Présentation du film

Arrival ou premier contact en version française raconte l’arrivée de 12 mystérieux vaisseaux spatiaux sur la terre. Le gouvernement américain a alors décidé de recourir à l’équipe d’une experte en linguistique, Louise Banks (alias Amy Adams), afin qu’elle lise leur langage et découvrir leurs aspirations. Face au mystère de la présence de ces extraterrestres, l’heure est au bord d’une crise et d’un bouleversement mondial. La linguiste ne dispose que peu de temps pour résoudre le problème. Pour y parvenir, elle aurait à prendre un risque qui peut lui coûter cher tout en détruisant le genre humain.

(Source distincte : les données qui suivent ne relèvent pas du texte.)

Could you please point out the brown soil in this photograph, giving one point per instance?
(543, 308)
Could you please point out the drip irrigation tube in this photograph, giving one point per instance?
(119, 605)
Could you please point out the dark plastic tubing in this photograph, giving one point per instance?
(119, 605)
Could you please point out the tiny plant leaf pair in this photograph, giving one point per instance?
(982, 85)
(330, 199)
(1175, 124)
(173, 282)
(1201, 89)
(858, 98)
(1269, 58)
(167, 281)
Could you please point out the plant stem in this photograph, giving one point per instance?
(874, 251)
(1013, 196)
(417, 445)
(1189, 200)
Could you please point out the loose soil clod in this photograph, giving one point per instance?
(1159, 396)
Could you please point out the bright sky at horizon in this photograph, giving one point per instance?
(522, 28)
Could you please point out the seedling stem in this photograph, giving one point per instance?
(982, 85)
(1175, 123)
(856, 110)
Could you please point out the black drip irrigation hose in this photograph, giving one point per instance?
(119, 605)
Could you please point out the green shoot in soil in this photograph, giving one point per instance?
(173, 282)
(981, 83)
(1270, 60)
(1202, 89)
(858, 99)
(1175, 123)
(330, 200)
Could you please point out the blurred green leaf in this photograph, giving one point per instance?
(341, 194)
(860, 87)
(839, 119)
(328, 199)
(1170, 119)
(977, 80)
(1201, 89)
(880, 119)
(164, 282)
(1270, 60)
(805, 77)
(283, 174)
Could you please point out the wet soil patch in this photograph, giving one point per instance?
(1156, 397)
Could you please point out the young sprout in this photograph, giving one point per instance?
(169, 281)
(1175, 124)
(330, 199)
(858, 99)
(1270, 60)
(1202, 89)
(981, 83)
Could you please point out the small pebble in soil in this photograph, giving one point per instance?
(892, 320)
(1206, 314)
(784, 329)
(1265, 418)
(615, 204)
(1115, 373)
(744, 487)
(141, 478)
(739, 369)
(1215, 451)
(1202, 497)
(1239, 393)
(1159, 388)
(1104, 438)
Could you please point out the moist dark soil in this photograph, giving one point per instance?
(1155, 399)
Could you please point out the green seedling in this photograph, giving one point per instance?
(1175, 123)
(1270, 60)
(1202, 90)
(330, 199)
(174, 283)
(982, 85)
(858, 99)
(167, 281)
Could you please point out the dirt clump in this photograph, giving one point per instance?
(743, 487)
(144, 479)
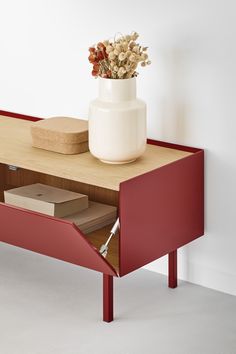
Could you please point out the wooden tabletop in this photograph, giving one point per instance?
(16, 149)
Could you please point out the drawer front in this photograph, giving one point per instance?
(50, 236)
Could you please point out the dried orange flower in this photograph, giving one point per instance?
(118, 59)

Critique du film : premier contact

Le film est considéré comme une réussite malgré un certain ralentissement au niveau de l’épilogue. La mission consiste à s’introduire dans le vaisseau spatial pour connaître les intentions des envahisseurs. Cela imite un peu le scénario de Steven Spielberg dans Les Rencontres du Troisième type ou de Jonathan Glazer « Under the Skin ». Mais outre l’interprétation à la manière de Kubrick, le producteur canadien mélange ici le palindrome. Ce sont ces mots qui peuvent être lus à l’envers sans changer leur sens qui ont permis à Louise Banks de trouver la solution à ses problèmes personnels et le moyen de communiquer avec le présumé objet alien. Malgré l’appesantissement dans le final, le producteur essaie d’offrir sa mise en scène plutôt crédible d’un premier contact. Par ailleurs, le point commun de tous les films c’est qu’ils permettent de se divertir. Or Arrival va au-delà en amenant les spectateurs à s’interroger sur les problématiques humains dans l’ère du temps.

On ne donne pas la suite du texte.